And then there was the day I became Dame Maggie Smith

I am here in Roma still. I have walked and walked and stood in front of antiquities and Caravaggios and inside churches covered with shimmering mosaics. I listen to audio tours while staring at crumbling columns and thick stone slabs try to imagine the granduer that existed there before, and before the before. I try to envision that some historical figure stood right where I am standing. Someone who I would have been friends with like Petrarch or Henry James or Cavafy or Nero. Maybe i wouldnt be friends with James...i would have been irritated by his closeted nature. And Nero castrated his boyfriend, so I guess that would make him a little off-putting too.

I have concluded a few things. I feel ABSOLUTELY NOTHING for Christianity. In fact i kind of resent how it insinuated itself over all the pre-existing beauty. Altars and crosses placed around the Parthenon, on top of fortress walls, every statue of tight-ass Constantine.

Also you may want to congratulate me -- i may be the first homo in the HISTORY of HUMAN TIME that doesn't experience one romantic moment in Rome. I am HomaRome. Romealone. Alome...

But maybe it is best right now? Dont get me wrong, i am having a lovely time here, learning so much, feeling attached to some long laborious effort at truth-seeking that has gone on forever and ever (the Philosophers Hall in the Capitoline Museum...i stayed in there for a long time). It seems like every violent war was started by someone jealously in love with someone else's wife or husband. I just don't really have that energy in me anymore. It all seems so short-lived and bloody and misguided. So maybe I am not suited for Rome-ance, because I would rather have someone be mellow and levelheaded and trustworthy...

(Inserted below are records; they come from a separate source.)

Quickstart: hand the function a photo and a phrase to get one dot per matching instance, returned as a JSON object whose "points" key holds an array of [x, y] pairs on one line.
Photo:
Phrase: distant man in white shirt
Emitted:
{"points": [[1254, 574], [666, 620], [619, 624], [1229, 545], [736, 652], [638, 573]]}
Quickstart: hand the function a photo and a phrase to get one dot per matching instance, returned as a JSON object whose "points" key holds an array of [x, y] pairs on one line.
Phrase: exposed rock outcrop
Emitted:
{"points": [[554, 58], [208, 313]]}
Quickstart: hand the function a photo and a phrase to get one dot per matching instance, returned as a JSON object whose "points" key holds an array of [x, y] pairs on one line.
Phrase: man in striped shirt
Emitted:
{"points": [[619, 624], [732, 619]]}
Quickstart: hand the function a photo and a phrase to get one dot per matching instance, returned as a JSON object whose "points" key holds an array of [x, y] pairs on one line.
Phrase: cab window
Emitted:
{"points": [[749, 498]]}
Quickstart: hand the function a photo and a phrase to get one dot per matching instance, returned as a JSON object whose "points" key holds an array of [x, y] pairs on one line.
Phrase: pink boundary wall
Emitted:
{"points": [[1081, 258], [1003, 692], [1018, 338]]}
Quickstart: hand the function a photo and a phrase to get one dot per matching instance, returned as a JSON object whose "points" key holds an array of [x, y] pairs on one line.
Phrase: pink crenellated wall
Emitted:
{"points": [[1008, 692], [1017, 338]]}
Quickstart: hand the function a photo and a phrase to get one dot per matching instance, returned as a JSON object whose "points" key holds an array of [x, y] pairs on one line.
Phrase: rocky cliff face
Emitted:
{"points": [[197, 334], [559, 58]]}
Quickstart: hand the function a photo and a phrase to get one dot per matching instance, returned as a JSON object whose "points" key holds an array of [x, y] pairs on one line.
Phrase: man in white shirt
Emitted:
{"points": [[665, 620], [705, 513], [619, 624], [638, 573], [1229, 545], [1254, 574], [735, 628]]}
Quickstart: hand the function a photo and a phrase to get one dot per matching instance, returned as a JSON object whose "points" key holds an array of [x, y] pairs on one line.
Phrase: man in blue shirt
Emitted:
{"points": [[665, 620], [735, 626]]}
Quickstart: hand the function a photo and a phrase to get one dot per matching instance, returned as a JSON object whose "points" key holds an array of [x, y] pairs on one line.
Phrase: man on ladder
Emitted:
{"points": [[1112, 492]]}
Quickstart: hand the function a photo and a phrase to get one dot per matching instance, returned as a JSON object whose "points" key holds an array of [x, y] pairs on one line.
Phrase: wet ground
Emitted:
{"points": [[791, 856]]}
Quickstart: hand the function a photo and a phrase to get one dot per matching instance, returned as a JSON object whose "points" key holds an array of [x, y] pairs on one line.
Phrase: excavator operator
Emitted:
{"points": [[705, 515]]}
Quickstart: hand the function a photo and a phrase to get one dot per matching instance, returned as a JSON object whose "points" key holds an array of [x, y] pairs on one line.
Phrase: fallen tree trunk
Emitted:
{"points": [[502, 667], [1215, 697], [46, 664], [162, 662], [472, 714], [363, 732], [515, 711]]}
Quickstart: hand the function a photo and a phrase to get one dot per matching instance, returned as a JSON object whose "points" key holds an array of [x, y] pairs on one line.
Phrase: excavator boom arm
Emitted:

Around me are a lot of couples making out all the time. My host seems to be in love with his spanish novio. Meanwhile, i am doddering around and reading, watching Italians sing karaoke and talk and gesticulate. I guess I am a crone in a way. A spinster auntie. I am afraid I will go to the bathroom and see Dame Maggie Smith staring back at me.

This is all fine! Maybe tonight I'll meet some apparition from some previous era, walking around with his heavy tablets wondering why everything is so erratic and emotionally shifty...some guy who lived alone in the Forum, who was grossed out by all the stupid loud games at circus maximus and spent his time wandering around the Palatino singing songs to himself.